Fiorentina, il gioco è una risorsa: non aver paura di usarla. Vanoli cambia e il 2026 sembra più incoraggiante, ora la prova del nove

Il nuovo anno sembra aver portato un po’ di aria fresca e di fiducia in casa Fiorentina. Cinque i punti ottenuti in questo 2026, che diventano 8 nelle ultime cinque gare, accompagnati da prestazioni rassicuranti (seppur non scevre da approcci timidi, vedasi la sfida all’Olimpico) contro avversari non semplici. Si vede anche una crescita netta di alcuni tra i singoli più importanti -Fagioli su tutti- e una classifica che finalmente si muove, sganciando la squadra dall’ultimo posto pur al momento rimanendo in piena zona rossa. Se è vero che le vittorie sfumate nel finale contro Lazio e Milan suonano amaro e rischiano di essere punti pesanti persi, è vero anche che un mese fa era difficile immaginarsi una squadra così brillante e capace di spaventare avversari ben più quotati.
Un atteggiamento diverso della Fiorentina
Mister Vanoli è stato bravo nell’individuare quali fossero i giocatori più importanti per la squadra e i più bisognosi di aiuto, soprattutto nel capire di cosa avessero bisogno in campo per rendere al meglio. Al di là del cambio di modulo, è evidente come la Fiorentina dalla sfida contro l’Udinese abbia radicalmente cambiato atteggiamento tattico e principi di gioco da seguire rispetto a tutto il 2025: ha ridotto molto la sua tensione verticale per cercare piuttosto di lavorare sull’ampiezza grazie agli esterni, con molta più propensione alla risalita ordinata del campo tramite il possesso e un baricentro decisamente più alto.

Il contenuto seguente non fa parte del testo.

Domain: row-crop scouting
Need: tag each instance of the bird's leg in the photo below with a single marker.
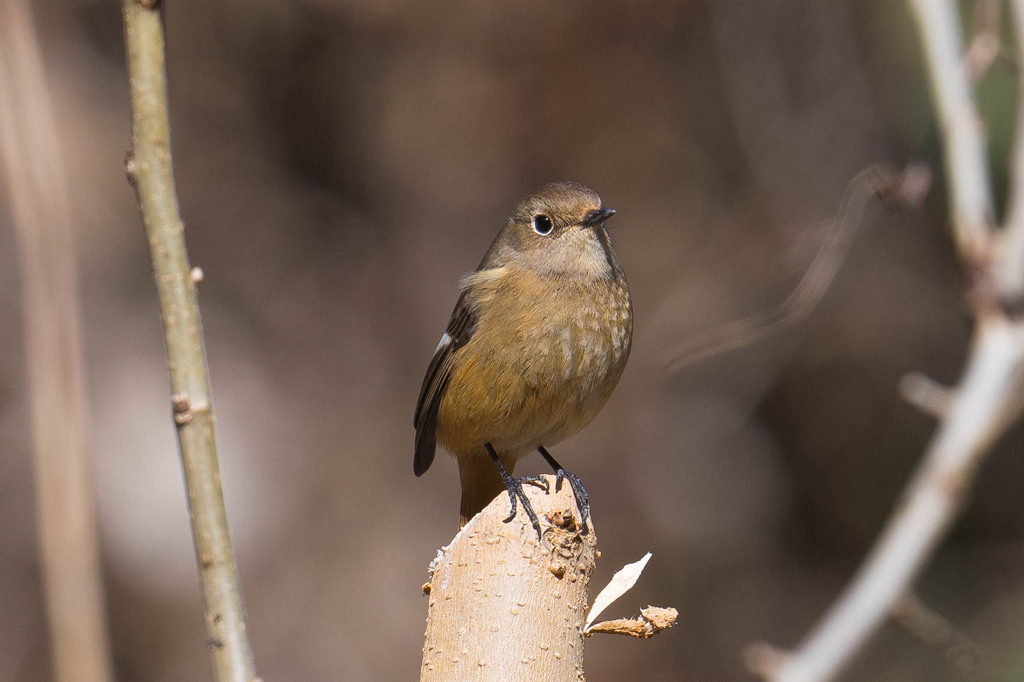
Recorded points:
(514, 486)
(579, 492)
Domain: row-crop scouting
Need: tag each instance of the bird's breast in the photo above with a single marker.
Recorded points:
(543, 360)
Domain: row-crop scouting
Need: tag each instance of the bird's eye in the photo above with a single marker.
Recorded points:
(542, 223)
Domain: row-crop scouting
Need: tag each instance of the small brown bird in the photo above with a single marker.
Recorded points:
(536, 344)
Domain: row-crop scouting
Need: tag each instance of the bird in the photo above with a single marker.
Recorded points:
(539, 339)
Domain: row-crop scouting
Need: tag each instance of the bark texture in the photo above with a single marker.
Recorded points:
(505, 605)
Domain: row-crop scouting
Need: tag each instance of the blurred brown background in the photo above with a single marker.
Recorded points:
(341, 163)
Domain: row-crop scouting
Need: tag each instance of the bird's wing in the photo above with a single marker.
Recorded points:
(459, 331)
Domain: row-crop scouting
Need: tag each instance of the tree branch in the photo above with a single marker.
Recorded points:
(1012, 243)
(966, 161)
(42, 220)
(973, 416)
(150, 169)
(505, 606)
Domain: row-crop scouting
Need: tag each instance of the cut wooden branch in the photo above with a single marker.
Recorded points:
(509, 607)
(506, 606)
(150, 170)
(37, 192)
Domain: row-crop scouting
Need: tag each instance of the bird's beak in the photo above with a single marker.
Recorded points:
(597, 217)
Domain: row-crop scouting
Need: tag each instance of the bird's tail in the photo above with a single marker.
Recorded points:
(480, 482)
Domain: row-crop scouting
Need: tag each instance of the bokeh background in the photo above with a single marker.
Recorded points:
(342, 162)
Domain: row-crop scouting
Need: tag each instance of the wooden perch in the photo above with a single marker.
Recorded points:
(505, 605)
(509, 607)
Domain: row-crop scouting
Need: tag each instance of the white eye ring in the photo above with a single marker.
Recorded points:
(542, 224)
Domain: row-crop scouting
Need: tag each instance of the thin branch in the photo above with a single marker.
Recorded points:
(150, 169)
(966, 162)
(984, 47)
(869, 182)
(958, 649)
(987, 396)
(1012, 247)
(973, 416)
(42, 218)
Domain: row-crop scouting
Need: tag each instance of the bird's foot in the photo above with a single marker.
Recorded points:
(514, 486)
(579, 492)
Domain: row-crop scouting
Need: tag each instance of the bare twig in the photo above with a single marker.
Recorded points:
(1012, 247)
(150, 169)
(929, 396)
(973, 416)
(966, 164)
(984, 47)
(504, 605)
(986, 396)
(958, 650)
(871, 181)
(38, 196)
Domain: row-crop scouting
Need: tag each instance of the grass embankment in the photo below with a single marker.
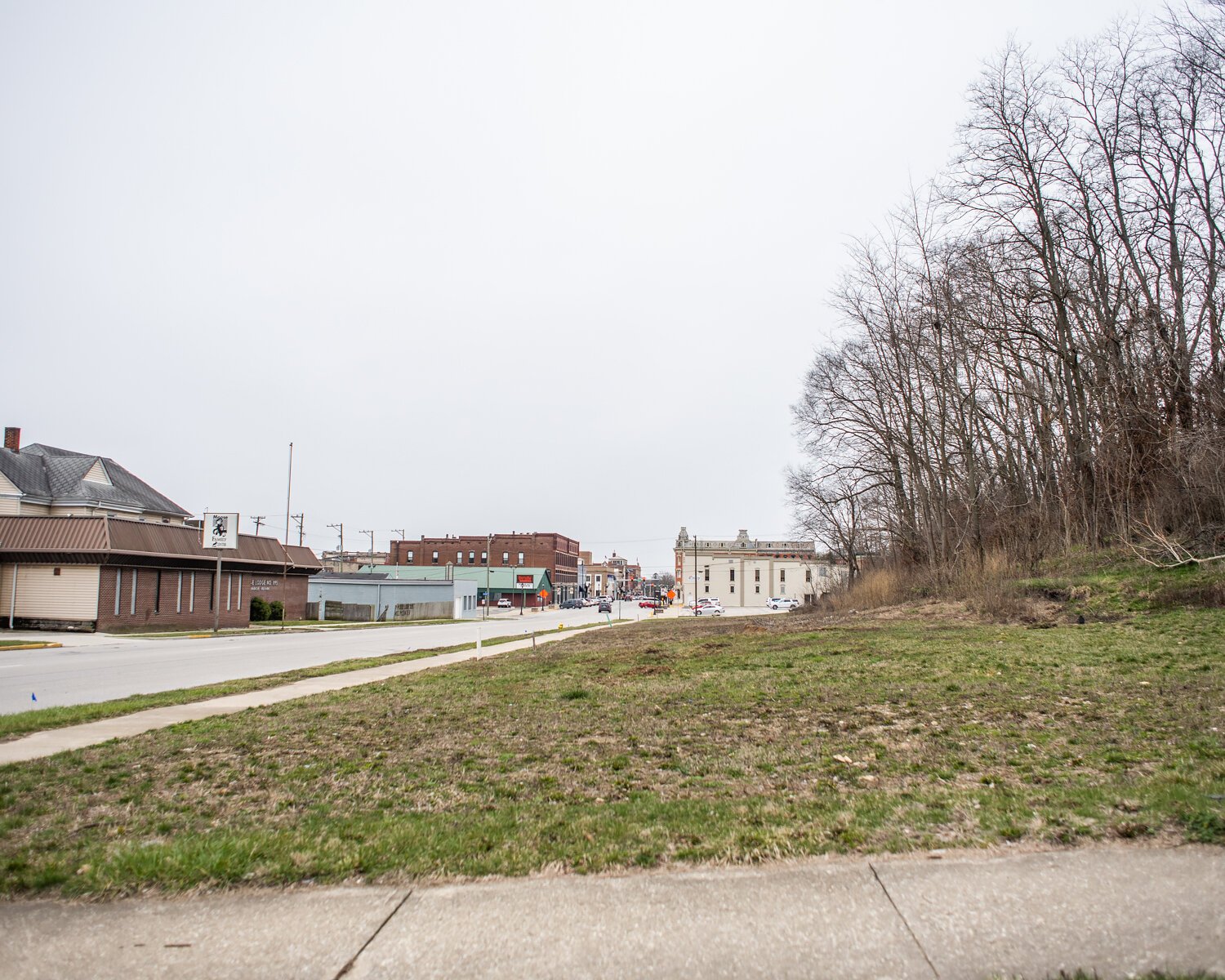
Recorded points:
(688, 740)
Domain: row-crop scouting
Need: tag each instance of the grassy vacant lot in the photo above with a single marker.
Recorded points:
(688, 740)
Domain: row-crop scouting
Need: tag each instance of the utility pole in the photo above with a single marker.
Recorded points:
(341, 528)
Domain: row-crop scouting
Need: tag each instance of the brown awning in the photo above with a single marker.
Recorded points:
(110, 541)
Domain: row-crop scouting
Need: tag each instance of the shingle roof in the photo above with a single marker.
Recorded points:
(58, 477)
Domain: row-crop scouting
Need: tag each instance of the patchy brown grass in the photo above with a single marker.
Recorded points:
(685, 740)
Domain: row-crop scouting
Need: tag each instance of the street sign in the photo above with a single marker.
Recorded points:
(220, 531)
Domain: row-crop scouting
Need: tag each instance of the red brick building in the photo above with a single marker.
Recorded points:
(555, 553)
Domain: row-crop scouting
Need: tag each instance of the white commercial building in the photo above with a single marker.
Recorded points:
(746, 572)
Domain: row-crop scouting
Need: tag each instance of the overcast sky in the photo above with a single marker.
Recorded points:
(490, 266)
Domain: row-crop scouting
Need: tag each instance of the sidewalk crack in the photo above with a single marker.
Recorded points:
(374, 935)
(913, 936)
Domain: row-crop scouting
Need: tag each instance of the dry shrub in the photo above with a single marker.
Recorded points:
(989, 588)
(992, 590)
(876, 587)
(1197, 595)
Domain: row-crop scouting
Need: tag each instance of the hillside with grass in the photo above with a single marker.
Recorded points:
(928, 724)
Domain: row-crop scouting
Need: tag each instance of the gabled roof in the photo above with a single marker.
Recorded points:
(58, 477)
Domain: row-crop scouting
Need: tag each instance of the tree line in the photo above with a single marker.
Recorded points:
(1036, 357)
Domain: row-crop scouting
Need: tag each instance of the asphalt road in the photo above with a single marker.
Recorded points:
(93, 666)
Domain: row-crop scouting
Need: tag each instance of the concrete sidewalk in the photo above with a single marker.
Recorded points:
(43, 744)
(1110, 911)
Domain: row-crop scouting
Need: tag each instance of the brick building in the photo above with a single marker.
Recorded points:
(615, 577)
(87, 546)
(110, 573)
(554, 553)
(746, 571)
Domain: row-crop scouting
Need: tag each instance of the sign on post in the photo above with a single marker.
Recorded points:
(220, 531)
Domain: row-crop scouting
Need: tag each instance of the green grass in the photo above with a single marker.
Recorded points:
(24, 723)
(662, 742)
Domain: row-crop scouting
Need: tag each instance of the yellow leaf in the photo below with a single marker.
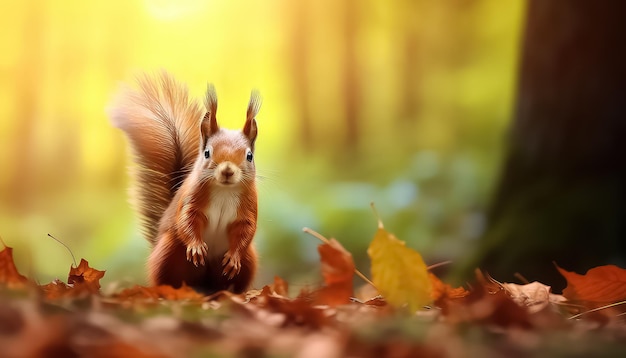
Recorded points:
(399, 272)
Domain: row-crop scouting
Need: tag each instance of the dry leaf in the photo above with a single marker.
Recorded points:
(601, 285)
(159, 292)
(536, 296)
(442, 291)
(338, 271)
(9, 275)
(84, 277)
(280, 286)
(398, 272)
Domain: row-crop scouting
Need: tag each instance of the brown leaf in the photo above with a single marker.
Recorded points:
(338, 271)
(280, 286)
(56, 289)
(442, 291)
(485, 306)
(297, 312)
(536, 296)
(602, 285)
(9, 275)
(85, 278)
(159, 292)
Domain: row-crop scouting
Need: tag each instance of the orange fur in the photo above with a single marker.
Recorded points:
(202, 229)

Adesso una cura c'è e va seguita
Un vero ribaltamento concettuale, utile non solo dal punto di vista dell’ordine in campo ma anche da quello psicologico. Pur tenendo conto delle storture che rimangono nella rosa (difficile da rendere coerente e non a caso in fase di profonda ristrutturazione), la “cura” oggi per la Fiorentina è scrollarsi di dosso le paure e affrontare la partita con la consapevolezza che ci sono i mezzi per governarla tramite il controllo del gioco.

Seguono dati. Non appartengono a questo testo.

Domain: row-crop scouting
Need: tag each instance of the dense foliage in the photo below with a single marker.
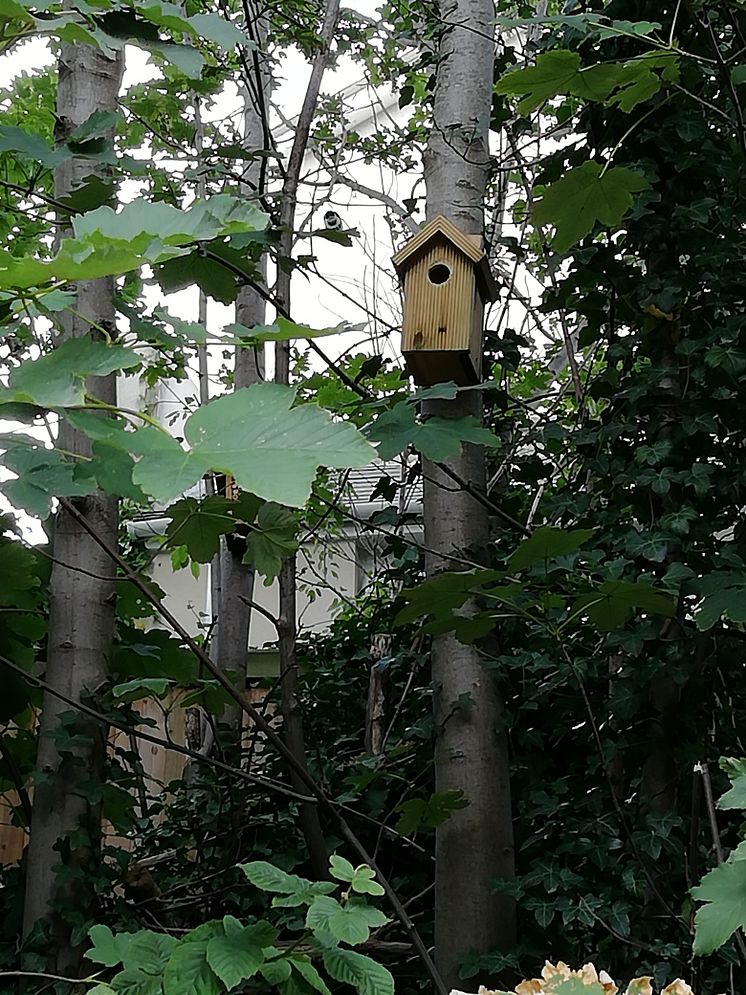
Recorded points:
(608, 603)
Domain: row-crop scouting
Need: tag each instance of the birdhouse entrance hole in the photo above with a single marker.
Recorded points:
(439, 273)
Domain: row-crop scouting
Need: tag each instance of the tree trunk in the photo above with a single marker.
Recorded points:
(475, 845)
(291, 713)
(236, 589)
(66, 825)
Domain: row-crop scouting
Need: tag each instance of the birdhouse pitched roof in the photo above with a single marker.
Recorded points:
(470, 245)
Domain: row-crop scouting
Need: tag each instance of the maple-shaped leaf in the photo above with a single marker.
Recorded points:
(585, 197)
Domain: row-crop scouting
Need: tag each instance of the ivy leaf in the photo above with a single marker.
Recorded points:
(546, 544)
(584, 197)
(724, 891)
(359, 971)
(610, 604)
(232, 959)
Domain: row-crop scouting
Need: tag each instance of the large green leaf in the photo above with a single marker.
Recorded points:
(271, 539)
(108, 948)
(584, 197)
(271, 449)
(614, 600)
(198, 525)
(435, 438)
(441, 595)
(359, 971)
(188, 972)
(560, 72)
(350, 923)
(108, 243)
(724, 891)
(42, 474)
(232, 959)
(547, 543)
(57, 379)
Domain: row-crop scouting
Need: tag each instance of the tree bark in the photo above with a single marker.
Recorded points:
(475, 845)
(235, 594)
(66, 824)
(291, 712)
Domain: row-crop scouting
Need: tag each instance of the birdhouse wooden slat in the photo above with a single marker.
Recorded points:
(447, 281)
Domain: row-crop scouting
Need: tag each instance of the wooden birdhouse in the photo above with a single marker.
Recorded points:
(447, 282)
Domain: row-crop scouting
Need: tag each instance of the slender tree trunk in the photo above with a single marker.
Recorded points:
(475, 845)
(66, 824)
(291, 711)
(236, 589)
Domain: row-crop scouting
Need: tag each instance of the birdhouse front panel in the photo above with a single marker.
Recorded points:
(446, 280)
(439, 294)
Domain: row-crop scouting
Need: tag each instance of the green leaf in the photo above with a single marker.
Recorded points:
(198, 525)
(735, 797)
(32, 146)
(436, 438)
(285, 330)
(215, 28)
(546, 544)
(341, 869)
(271, 540)
(187, 968)
(364, 882)
(149, 951)
(142, 687)
(440, 596)
(614, 600)
(100, 124)
(271, 449)
(429, 813)
(724, 891)
(350, 923)
(108, 949)
(42, 474)
(276, 972)
(359, 971)
(584, 197)
(361, 878)
(232, 959)
(133, 981)
(273, 879)
(309, 973)
(57, 379)
(558, 72)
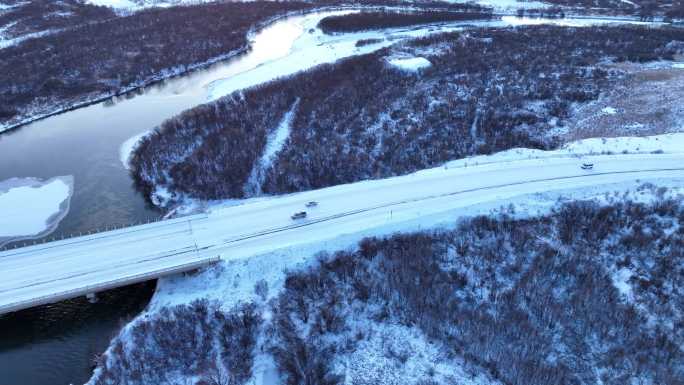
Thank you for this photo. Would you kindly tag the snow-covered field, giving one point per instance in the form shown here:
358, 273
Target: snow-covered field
312, 47
32, 208
262, 227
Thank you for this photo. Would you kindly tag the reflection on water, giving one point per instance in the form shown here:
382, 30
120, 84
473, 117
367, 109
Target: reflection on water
56, 344
85, 142
53, 345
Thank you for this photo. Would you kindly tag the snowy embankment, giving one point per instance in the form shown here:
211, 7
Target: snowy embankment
270, 254
412, 64
237, 277
314, 47
127, 148
31, 208
275, 142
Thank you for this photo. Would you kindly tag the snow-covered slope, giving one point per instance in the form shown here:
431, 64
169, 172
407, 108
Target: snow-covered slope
262, 226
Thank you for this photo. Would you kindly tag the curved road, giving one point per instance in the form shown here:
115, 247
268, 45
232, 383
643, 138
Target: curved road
54, 271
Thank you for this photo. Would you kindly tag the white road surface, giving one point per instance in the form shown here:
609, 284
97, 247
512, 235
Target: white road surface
54, 271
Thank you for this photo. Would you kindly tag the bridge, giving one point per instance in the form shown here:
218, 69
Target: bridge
54, 271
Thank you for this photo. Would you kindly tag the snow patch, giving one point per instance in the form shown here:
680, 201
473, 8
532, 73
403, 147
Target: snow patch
413, 64
621, 282
127, 148
609, 110
274, 143
31, 208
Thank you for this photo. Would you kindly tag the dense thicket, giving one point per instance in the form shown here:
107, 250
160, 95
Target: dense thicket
646, 9
531, 302
590, 294
387, 19
97, 59
25, 17
197, 340
487, 90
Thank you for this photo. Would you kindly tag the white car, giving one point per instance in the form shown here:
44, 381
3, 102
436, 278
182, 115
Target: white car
299, 215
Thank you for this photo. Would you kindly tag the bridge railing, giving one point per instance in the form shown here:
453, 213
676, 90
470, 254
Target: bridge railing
39, 240
106, 285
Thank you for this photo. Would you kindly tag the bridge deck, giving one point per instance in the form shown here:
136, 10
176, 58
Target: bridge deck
54, 271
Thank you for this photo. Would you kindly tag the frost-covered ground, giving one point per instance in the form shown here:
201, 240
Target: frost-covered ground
313, 47
645, 101
31, 208
233, 281
274, 145
129, 146
411, 64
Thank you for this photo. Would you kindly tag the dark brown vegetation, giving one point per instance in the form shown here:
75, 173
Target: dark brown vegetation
527, 309
196, 340
386, 19
33, 16
92, 60
487, 90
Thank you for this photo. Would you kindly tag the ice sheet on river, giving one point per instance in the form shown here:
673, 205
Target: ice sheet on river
31, 208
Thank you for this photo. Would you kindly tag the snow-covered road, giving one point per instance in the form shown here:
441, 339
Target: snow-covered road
57, 270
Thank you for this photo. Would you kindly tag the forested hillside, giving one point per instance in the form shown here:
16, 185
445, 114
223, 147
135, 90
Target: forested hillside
383, 19
485, 91
99, 59
590, 294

Nell'evoluzione del mercato, ora arriva Bologna
Ufficializzato l’arrivo di Paratici a febbraio (con un non detto su chi stia effettivamente operando in questa finestra di gennaio) e attendendo ulteriori novità dal mercato in entrata, nel mirino c’è la sfida con il Bologna al Dall’Ara. Partita che sarà un test importante non solo per provare ancora a dare continuità di risultati su un campo difficile, ma anche per verificare la tenuta, mentale e organizzativa, di questa nuova Fiorentina.

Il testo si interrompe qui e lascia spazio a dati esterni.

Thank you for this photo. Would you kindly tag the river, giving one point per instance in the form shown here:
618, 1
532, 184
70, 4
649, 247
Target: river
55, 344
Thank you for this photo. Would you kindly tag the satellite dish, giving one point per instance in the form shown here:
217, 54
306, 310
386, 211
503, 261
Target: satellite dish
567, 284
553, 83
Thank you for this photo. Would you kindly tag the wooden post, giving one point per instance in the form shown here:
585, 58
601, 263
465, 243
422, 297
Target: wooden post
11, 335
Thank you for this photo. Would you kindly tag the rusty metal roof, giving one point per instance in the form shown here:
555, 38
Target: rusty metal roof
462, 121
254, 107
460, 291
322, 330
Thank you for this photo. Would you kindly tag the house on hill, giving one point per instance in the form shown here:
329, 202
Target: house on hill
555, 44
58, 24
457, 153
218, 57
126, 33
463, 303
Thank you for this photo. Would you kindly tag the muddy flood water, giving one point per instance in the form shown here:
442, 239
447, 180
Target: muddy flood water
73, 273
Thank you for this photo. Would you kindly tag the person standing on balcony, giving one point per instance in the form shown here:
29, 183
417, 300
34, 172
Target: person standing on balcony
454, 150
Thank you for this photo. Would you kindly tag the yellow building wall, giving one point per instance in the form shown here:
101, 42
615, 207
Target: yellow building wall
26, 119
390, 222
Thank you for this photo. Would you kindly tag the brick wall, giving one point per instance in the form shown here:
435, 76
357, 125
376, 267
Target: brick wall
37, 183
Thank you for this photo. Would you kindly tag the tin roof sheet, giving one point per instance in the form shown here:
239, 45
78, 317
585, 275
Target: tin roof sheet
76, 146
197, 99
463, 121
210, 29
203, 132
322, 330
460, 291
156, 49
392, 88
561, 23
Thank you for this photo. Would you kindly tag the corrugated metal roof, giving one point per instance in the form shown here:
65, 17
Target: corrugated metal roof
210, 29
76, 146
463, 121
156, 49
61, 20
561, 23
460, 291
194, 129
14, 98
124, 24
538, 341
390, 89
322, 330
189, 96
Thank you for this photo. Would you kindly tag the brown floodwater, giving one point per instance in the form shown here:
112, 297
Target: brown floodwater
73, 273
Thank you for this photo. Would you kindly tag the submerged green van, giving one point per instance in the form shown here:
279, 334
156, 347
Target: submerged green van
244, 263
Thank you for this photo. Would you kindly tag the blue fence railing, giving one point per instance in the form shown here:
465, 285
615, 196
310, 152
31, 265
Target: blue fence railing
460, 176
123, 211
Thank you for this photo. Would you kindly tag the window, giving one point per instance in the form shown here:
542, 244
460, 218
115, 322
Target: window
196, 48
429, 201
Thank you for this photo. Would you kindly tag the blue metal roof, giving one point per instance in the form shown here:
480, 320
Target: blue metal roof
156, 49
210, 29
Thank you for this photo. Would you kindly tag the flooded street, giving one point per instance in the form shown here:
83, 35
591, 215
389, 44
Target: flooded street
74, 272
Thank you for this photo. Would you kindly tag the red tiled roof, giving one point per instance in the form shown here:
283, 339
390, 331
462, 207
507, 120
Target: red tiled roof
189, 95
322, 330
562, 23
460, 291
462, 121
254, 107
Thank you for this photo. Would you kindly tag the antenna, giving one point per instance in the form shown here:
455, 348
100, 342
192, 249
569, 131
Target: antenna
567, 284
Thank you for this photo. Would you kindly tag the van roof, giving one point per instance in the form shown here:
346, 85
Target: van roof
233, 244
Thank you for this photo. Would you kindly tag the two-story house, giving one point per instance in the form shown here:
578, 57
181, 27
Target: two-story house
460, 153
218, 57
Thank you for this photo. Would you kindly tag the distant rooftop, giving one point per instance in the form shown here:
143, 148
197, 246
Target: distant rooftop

Un'importante prova di maturità
Nelle ultime partite, la squadra ha risposto bene alle nuove consegne soprattutto contro avversari, seppur molto diversi per caratura tecnica, simili per un approccio attendista alla gara, ovvero Milan e Cremonese. Già nella partita contro la Lazio, la maggior abitudine della squadra di Sarri nel contendere controllo del pallone e mantenere un pressing alto organizzato aveva spaventato i viola, soprattutto nella prima metà di gara. Proprio in questo il Bologna –squadra pur in crisi di risultati e lontana dalla miglior brillantezza atletica– si presenta come una “prova del nove”, vista la consolidata asfissiante intensità della squadra di Italiano nella fase di non possesso. Guai a sottovalutare la situazione; il pari a Como può esser stato un primo segnale di inversione di tendenza per i rossoblù.